2. Trial (Train Set:60%, Test Set:40%)
set.seed(111)
#Data Partition
ind <- sample(2,nrow(df), replace=T, prob=c(0.6, 0.4))
train <- df[ind==1,]
test <- df[ind==2,]
#Logistic Regression Model
set.seed(111)
#fit Model
fit_glm <- glm(DEATH_EVENT~., data=train, family=binomial)
#Prediction
probs <- predict(fit_glm, newdata=test, type= 'response')
probs1 <- ifelse(probs>0.5,1,0)
#Error Rate
mean(probs1!=test$DEATH_EVENT)
## [1] 0.1721311
We have a 17.21% test error rate with the validation set approach.
2. Leave One Out Cross Validation (LOOCV) Method
Leave One Out Cross Validation involves splitting the set of observations into two parts, however, a single observation is used for validation set and the remaining observations are used for training data set.
set.seed(111)
error <- rep(0,dim(df)[1])
for (i in 1:dim(df)[1]){
#fit Model
fit_glm <- glm(DEATH_EVENT~., data=df[-i,], family="binomial")
#Prediction
probs <- predict(fit_glm, newdata=df[i,], type= 'response')
probs1 <- ifelse(probs>0.5,1,0)
#Error Rate
er<-mean(probs1!=df[i,]$DEATH_EVENT)
error[i] <- er
}
mean(error)
## [1] 0.173913
The LOOCV estimate for the test error rate is around 17.39% which is slightly higher than regular validation set approach.

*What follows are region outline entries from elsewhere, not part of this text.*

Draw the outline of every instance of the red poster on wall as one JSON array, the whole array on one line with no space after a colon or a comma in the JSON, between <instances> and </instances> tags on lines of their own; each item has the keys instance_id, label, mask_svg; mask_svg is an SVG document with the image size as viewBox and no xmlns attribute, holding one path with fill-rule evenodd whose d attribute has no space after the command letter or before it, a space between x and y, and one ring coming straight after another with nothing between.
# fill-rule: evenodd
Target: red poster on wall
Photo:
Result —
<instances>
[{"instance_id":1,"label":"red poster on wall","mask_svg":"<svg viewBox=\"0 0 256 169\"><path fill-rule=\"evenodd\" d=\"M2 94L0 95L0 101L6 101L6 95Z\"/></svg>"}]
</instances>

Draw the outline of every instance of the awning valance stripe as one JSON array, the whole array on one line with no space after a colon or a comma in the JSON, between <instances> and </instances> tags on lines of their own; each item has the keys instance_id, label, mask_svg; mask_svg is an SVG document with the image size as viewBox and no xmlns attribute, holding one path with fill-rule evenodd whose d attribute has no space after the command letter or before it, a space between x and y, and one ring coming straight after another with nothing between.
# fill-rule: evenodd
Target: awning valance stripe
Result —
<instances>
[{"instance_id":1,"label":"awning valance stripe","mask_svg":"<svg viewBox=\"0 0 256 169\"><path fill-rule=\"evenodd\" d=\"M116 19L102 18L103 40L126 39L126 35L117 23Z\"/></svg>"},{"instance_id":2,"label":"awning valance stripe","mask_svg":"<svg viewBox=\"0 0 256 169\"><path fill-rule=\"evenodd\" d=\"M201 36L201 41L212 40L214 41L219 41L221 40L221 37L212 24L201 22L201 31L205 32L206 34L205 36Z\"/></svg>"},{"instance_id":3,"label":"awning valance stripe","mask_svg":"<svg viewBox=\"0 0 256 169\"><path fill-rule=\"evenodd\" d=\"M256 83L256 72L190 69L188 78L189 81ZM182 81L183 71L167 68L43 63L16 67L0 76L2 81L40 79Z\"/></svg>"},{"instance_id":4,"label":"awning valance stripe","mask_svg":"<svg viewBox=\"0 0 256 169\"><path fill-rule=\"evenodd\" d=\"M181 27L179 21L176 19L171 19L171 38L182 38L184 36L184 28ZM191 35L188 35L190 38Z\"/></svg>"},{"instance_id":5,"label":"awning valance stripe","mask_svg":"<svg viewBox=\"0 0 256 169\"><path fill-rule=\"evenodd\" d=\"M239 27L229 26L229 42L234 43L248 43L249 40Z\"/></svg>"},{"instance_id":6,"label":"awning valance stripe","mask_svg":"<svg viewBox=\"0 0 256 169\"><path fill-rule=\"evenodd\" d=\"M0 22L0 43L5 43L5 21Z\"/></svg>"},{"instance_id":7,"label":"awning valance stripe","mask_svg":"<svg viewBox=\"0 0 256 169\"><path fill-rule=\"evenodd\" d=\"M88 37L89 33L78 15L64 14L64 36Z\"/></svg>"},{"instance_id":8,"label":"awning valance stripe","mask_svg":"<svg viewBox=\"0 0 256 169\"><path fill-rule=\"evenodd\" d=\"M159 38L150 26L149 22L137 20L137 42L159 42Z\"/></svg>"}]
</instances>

3. K-Fold Cross Validation Method
An alternative to LOOCV id k-fold CV. This approach involves randomlu dividing the set of observations into k groups.
set.seed(111)
cv.error = rep(0,10)
for (i in 1:10){
#index
folds <- cut(seq(1,nrow(df)),breaks=10,labels=FALSE)
ind <- which(folds==i)
train <- df[ind,]
test <- df[-ind,]
#fit Model
fit_glm <- glm(DEATH_EVENT~., data=train, family="binomial")
#Prediction
probs <- predict(fit_glm, newdata=test, type= 'response')
probs1 <- ifelse(probs>0.5,1,0)
#Error Rate
er<-mean(probs1!=test$DEATH_EVENT)
error[i] <- er
}
mean(error)
## [1] 0.1801121
The K-Fold CV estimate for the test error rate is around 18.01% which is slightly higher than the other models.
4.Bootstrap Method
set.seed(111)
boot.fn = function(data, index){
#Model fit
glm(DEATH_EVENT ~ ., data = train, family=binomial, subset=index)
#Prediction
probs <- predict(fit_glm, newdata=test, type= 'response')
probs1 <- ifelse(probs>0.5,1,0)
#Error Rate
Mu <- mean(probs1!=test$DEATH_EVENT)
return(Mu)
}
boot.fn(df,1:10000)
## [1] 0.3568773
Bootstrap model is resulting 35.68% error rate which is quite higher than other models.